Les armoiries de Rinklingen montrent l’ancien signe du village en rouge et or sur des losanges bleus et blancs.
Ruit
Première documentation en 1244. Depuis 1973 annexe de Bretten. Environ 1.515 habitants.
Raccordement au réseau ferroviaire (S9).
Ruit se trouve à deux kilomètres au sud de Bretten dans la vallée de la « Salzach ». Le territoire communal comprend 403 hectares dont la moitié est zone protégée.
La première documentation du village date de 1244 dans un diplôme de l’évêque Conrad de Speyer. Comme possession du monastère de Maulbronn, Ruit devint wurtembergeois après la conquête du monastère par Ulrich de Wurtemberg en 1504. En 1726 on construisit la mairie.
Lors de la sécularisation du monastère de Maulbronn, le village passa au grand-duché de Bade en 1810.

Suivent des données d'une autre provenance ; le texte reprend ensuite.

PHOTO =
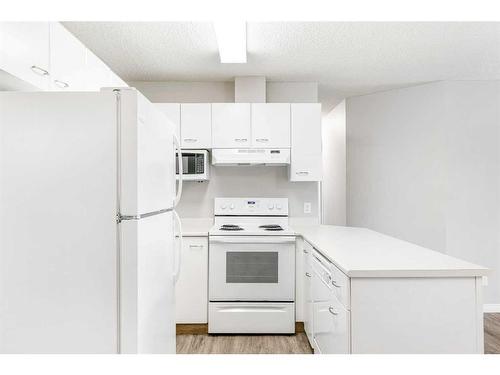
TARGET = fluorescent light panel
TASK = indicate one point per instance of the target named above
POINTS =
(232, 41)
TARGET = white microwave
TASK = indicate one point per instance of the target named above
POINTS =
(195, 165)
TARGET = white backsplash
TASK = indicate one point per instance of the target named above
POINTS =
(248, 181)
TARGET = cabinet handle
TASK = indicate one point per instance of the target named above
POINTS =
(334, 283)
(61, 84)
(37, 70)
(332, 311)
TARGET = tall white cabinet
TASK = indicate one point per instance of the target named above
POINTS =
(306, 160)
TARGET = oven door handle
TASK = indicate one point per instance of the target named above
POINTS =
(252, 239)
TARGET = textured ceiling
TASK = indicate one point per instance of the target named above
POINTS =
(344, 58)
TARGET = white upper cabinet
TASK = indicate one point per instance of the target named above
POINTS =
(173, 113)
(271, 125)
(306, 159)
(67, 60)
(196, 125)
(24, 52)
(231, 125)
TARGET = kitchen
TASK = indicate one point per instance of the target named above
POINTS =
(232, 207)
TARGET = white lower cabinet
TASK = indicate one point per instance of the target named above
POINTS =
(191, 290)
(307, 290)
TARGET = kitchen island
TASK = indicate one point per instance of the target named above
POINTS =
(365, 292)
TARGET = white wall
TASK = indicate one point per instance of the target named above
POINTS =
(333, 187)
(197, 199)
(423, 165)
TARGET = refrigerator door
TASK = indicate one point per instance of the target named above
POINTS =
(147, 314)
(147, 170)
(58, 290)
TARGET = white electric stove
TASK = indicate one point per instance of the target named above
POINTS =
(251, 267)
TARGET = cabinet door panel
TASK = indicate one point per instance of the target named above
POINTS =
(306, 159)
(192, 287)
(231, 125)
(196, 128)
(173, 113)
(24, 52)
(67, 60)
(271, 125)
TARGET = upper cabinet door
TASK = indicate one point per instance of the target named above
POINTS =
(24, 52)
(196, 127)
(231, 125)
(306, 155)
(271, 125)
(67, 60)
(173, 113)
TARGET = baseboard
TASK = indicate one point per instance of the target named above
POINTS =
(202, 329)
(191, 329)
(491, 307)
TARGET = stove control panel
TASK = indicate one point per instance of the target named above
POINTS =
(251, 206)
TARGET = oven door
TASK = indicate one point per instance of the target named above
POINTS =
(252, 268)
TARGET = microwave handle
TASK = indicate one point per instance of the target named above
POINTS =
(181, 172)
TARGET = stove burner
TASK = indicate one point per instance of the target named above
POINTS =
(230, 227)
(271, 227)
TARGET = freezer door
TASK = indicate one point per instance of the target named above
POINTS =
(147, 302)
(58, 291)
(147, 169)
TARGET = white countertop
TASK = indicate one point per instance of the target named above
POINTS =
(196, 227)
(361, 252)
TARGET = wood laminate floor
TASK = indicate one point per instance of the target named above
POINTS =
(492, 333)
(296, 344)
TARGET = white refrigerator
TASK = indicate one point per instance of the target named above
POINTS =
(88, 255)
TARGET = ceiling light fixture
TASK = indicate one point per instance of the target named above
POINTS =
(232, 41)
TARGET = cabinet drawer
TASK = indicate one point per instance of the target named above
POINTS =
(339, 283)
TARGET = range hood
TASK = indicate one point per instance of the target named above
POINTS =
(250, 156)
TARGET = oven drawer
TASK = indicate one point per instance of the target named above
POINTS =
(251, 317)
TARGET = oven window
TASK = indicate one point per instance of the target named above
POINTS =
(251, 267)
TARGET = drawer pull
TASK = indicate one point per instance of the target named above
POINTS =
(37, 70)
(61, 84)
(332, 311)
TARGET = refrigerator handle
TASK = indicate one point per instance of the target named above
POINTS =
(178, 249)
(181, 172)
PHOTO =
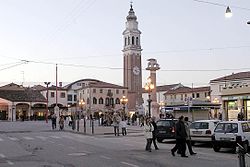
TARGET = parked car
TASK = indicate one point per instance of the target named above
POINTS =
(202, 130)
(228, 133)
(165, 129)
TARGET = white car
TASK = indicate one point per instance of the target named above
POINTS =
(228, 133)
(202, 130)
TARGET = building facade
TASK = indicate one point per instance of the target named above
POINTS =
(21, 103)
(95, 97)
(233, 93)
(132, 61)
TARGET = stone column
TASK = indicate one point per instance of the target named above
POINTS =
(153, 66)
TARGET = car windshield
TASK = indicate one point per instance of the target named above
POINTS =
(164, 123)
(226, 128)
(199, 125)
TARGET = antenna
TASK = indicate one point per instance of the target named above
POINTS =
(22, 72)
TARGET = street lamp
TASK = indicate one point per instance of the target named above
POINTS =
(149, 86)
(47, 99)
(81, 104)
(124, 101)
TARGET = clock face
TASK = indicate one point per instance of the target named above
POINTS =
(136, 70)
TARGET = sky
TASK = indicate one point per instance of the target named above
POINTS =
(192, 40)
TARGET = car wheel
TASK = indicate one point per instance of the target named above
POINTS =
(216, 148)
(245, 146)
(159, 140)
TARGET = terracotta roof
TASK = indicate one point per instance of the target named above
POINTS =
(163, 88)
(26, 95)
(38, 87)
(96, 84)
(81, 80)
(12, 86)
(185, 89)
(236, 76)
(101, 84)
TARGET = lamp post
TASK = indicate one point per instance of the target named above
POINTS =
(124, 101)
(47, 100)
(149, 86)
(81, 104)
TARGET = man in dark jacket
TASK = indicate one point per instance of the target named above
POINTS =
(154, 132)
(180, 135)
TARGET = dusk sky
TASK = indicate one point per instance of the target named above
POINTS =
(192, 40)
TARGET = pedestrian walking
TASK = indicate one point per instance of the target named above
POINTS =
(53, 120)
(188, 139)
(61, 122)
(116, 122)
(154, 133)
(148, 133)
(123, 125)
(180, 135)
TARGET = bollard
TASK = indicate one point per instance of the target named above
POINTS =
(78, 125)
(241, 155)
(92, 126)
(84, 125)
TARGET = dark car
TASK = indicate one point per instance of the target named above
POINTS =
(165, 129)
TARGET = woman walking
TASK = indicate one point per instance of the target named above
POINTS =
(148, 129)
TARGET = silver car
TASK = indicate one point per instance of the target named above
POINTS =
(202, 130)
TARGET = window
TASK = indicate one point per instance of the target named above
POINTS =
(101, 100)
(70, 98)
(111, 102)
(107, 101)
(62, 95)
(52, 94)
(117, 101)
(133, 40)
(137, 41)
(94, 100)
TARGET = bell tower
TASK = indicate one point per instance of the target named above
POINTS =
(132, 76)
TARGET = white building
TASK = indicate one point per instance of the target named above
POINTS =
(233, 93)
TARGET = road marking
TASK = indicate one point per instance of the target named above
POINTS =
(9, 162)
(72, 147)
(102, 156)
(77, 154)
(28, 138)
(13, 138)
(129, 164)
(2, 156)
(41, 137)
(55, 137)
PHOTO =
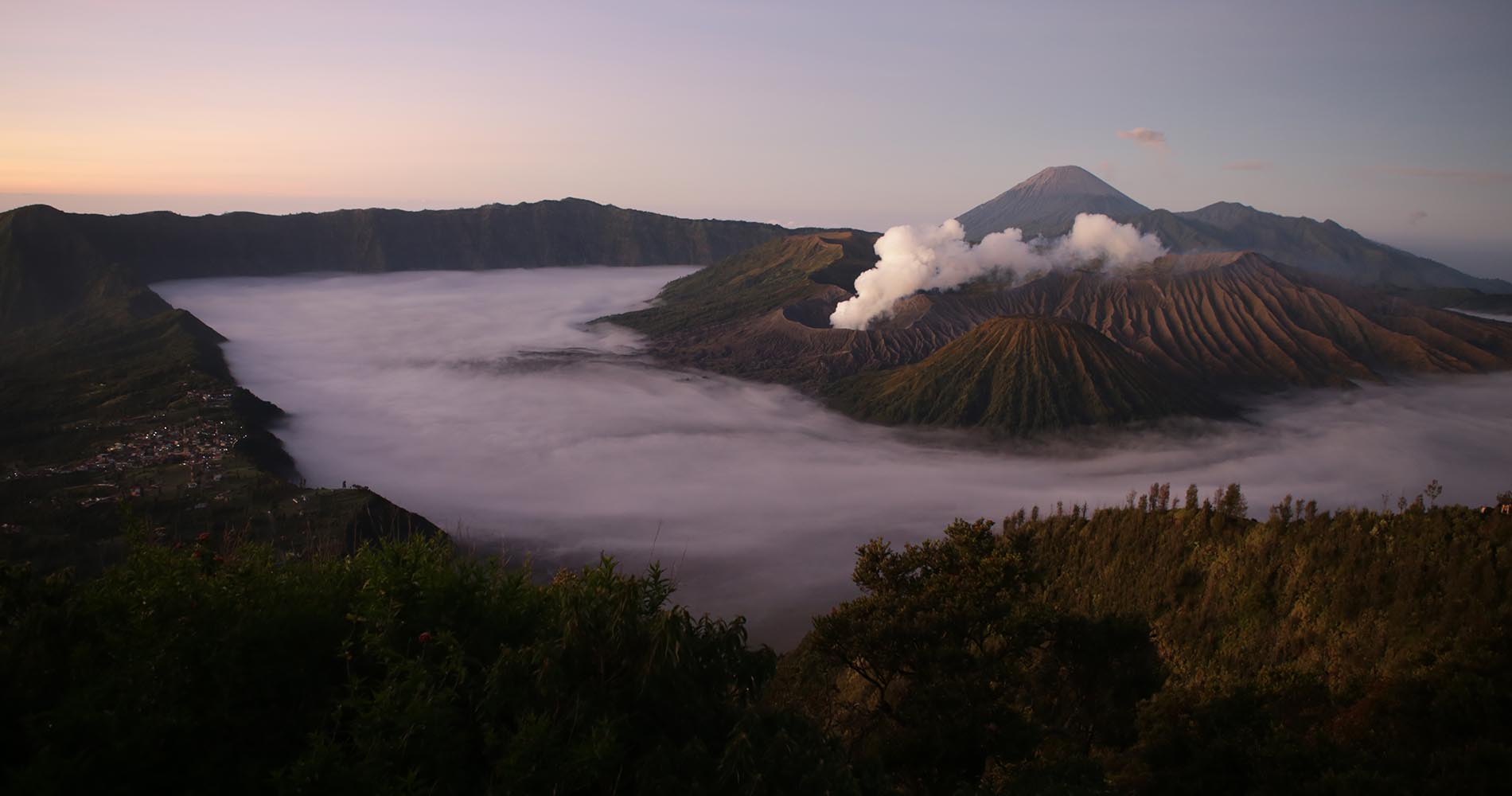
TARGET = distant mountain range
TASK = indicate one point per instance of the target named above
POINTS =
(52, 260)
(1048, 201)
(1194, 334)
(1270, 303)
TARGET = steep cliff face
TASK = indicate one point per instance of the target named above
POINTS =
(53, 260)
(1048, 201)
(1221, 324)
(1019, 376)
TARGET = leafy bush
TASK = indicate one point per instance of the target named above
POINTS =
(401, 669)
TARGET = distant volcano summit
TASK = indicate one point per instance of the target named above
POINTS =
(1046, 203)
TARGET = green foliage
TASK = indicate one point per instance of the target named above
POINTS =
(949, 673)
(1019, 376)
(401, 669)
(1139, 650)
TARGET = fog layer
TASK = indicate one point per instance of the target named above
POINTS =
(483, 401)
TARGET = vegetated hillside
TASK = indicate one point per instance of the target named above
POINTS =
(1323, 247)
(758, 280)
(1229, 322)
(127, 404)
(52, 260)
(1240, 320)
(1148, 650)
(1018, 376)
(47, 270)
(1166, 648)
(1046, 203)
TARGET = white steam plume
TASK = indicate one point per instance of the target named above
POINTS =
(912, 259)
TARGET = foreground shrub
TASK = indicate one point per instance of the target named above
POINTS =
(401, 669)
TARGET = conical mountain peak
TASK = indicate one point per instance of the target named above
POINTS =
(1046, 203)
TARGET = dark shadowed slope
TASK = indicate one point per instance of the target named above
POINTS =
(1231, 321)
(1019, 376)
(50, 260)
(1323, 247)
(1046, 203)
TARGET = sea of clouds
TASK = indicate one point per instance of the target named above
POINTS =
(489, 404)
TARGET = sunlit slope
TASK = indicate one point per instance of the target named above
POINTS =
(1019, 376)
(1246, 321)
(1229, 322)
(1046, 203)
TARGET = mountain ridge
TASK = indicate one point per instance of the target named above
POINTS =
(1228, 324)
(52, 260)
(1046, 205)
(1021, 374)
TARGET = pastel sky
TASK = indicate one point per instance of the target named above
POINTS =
(1393, 119)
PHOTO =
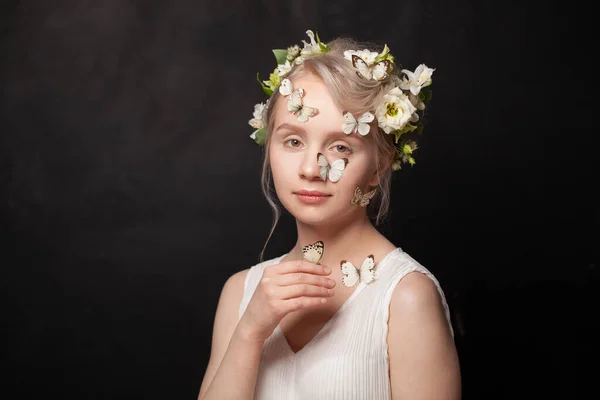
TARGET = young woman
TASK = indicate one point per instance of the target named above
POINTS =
(345, 314)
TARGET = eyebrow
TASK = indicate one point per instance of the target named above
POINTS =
(351, 137)
(290, 127)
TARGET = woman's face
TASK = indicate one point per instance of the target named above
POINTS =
(293, 151)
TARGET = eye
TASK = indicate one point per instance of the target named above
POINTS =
(340, 148)
(293, 142)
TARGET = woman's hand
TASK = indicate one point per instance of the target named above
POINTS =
(284, 287)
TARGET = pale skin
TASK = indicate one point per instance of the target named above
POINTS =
(301, 297)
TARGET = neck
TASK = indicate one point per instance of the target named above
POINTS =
(342, 240)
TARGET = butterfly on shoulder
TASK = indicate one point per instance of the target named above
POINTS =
(360, 125)
(313, 252)
(362, 199)
(378, 71)
(295, 106)
(333, 170)
(352, 274)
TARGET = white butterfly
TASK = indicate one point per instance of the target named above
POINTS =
(361, 125)
(378, 71)
(302, 112)
(352, 274)
(362, 199)
(313, 252)
(333, 170)
(285, 88)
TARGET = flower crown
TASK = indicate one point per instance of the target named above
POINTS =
(397, 113)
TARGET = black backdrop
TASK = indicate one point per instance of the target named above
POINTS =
(130, 187)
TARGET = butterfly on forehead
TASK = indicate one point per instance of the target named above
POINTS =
(333, 170)
(352, 274)
(378, 71)
(313, 252)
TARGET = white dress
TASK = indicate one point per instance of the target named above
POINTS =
(348, 358)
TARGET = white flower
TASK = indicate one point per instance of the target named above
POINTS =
(284, 68)
(416, 101)
(417, 80)
(368, 56)
(312, 47)
(395, 111)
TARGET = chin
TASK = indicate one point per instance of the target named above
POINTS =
(317, 215)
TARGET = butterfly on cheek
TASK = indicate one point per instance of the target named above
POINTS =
(332, 171)
(378, 71)
(362, 199)
(313, 252)
(352, 274)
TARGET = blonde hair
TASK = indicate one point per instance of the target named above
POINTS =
(351, 93)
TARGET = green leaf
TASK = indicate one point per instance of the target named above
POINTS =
(280, 55)
(268, 91)
(384, 55)
(323, 47)
(260, 136)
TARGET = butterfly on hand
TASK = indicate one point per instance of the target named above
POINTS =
(302, 112)
(360, 125)
(378, 71)
(333, 170)
(364, 274)
(362, 199)
(313, 252)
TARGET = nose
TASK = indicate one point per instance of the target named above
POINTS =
(309, 169)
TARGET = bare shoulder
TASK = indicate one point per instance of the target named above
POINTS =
(416, 293)
(225, 322)
(423, 359)
(235, 283)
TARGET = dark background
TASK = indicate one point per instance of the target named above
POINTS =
(130, 187)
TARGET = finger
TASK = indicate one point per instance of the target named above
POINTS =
(299, 266)
(296, 278)
(289, 292)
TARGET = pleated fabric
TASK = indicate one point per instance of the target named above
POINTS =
(348, 358)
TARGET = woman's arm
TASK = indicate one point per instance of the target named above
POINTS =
(424, 364)
(232, 368)
(237, 346)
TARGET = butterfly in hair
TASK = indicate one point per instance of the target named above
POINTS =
(360, 125)
(302, 112)
(352, 274)
(333, 170)
(313, 252)
(378, 71)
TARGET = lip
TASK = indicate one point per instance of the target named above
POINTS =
(312, 196)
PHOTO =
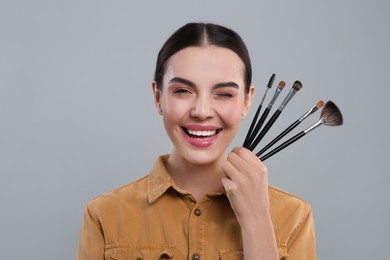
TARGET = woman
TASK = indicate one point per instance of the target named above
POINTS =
(200, 202)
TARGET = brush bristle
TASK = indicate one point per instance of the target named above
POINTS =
(282, 84)
(271, 81)
(320, 104)
(331, 114)
(297, 85)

Après la Seconde Guerre mondiale le nombre d’habitants augmente en raison de l’afflux des expatriés et réfugiés.
En 1973 Ruit devint annexe de Bretten.
Le village est une zone résidentielle appréciée sans industrie ou commerce. On y trouve une école maternelle, une école primaire avec un gymnase, une salle de fêtes, l’administration locale, une boucherie charcuterie, une boulangerie, un café-restaurant, une église neo-gothique et plusieurs clubs comme les pompiers volontaires, le club de tennis de table, des chorales, un club pour l’élevage des petits animaux ou les amies du trekking.
Sprantal
Première documentation en 1261. Depuis 1973 annexe de Bretten. Environ 375 habitants.
Site:
Le territoire communal de Sprantal comprend environ 301 hectares, dont environ 76,5 hectares de forêt et 195,5 hectares de territoire agricole.
Raccordement au reseau routier:
Route locale 3568 – accolage à la route nationale B 294
Ligne de bus 733 Bretten - Pforzheim
Infrastructure, institutions publics:
Bureau administratif dans la mairie, église « Saint Wolfgang », école maternelle, pompiers volontaires, terrain de sport
Bureau administratif dans la mairie:
Ortsstraße 26
Tel: 07252/9739560
Fax 07252/9739561
E-Mail: ortsverwaltung.sprantal@bretten.de
Heures d’ouverture
Mardi: 11.00 - 12.00 H
Jeudi: 18.00 - 19.00 H
Z.U.P:
« Wasen », environ 15 terrains à bâtir, mise en chantier en 2003
Monuments:
église « St. Wolfgang », mairie, maisons à colombage historiques
Loisir et Nature:
Terrains de Jeu, Terrain de sport, Piste cyclable jusqu’au « Aalkistensee », prés et forêts
Le village fut pour la première fois documenté en 1261 comme « Spranttal ». En 1303 Sprantal fut vendu au monastère de Herrenalb. En 1526 le duc Ulrich de Wurtemberg adopta les monastères de Maulbronn et Herrenalb et donc Sprantal. En 1747 Sprantal est cédé au Palatinat et en 1771 le village passe au markgraviate de Bade. En 1973 Sprantal devint une annexe de Bretten.
Aujourd’hui Sprantal est une zone résidentielle avec environ 390 habitants. Le village est situé entre forêts et prés et offre beaucoup de possibilités pour des randonnés.
Sprantal dispose d’un raccordement au réseau de bus et d’une piste cyclable qui mène à Bretten.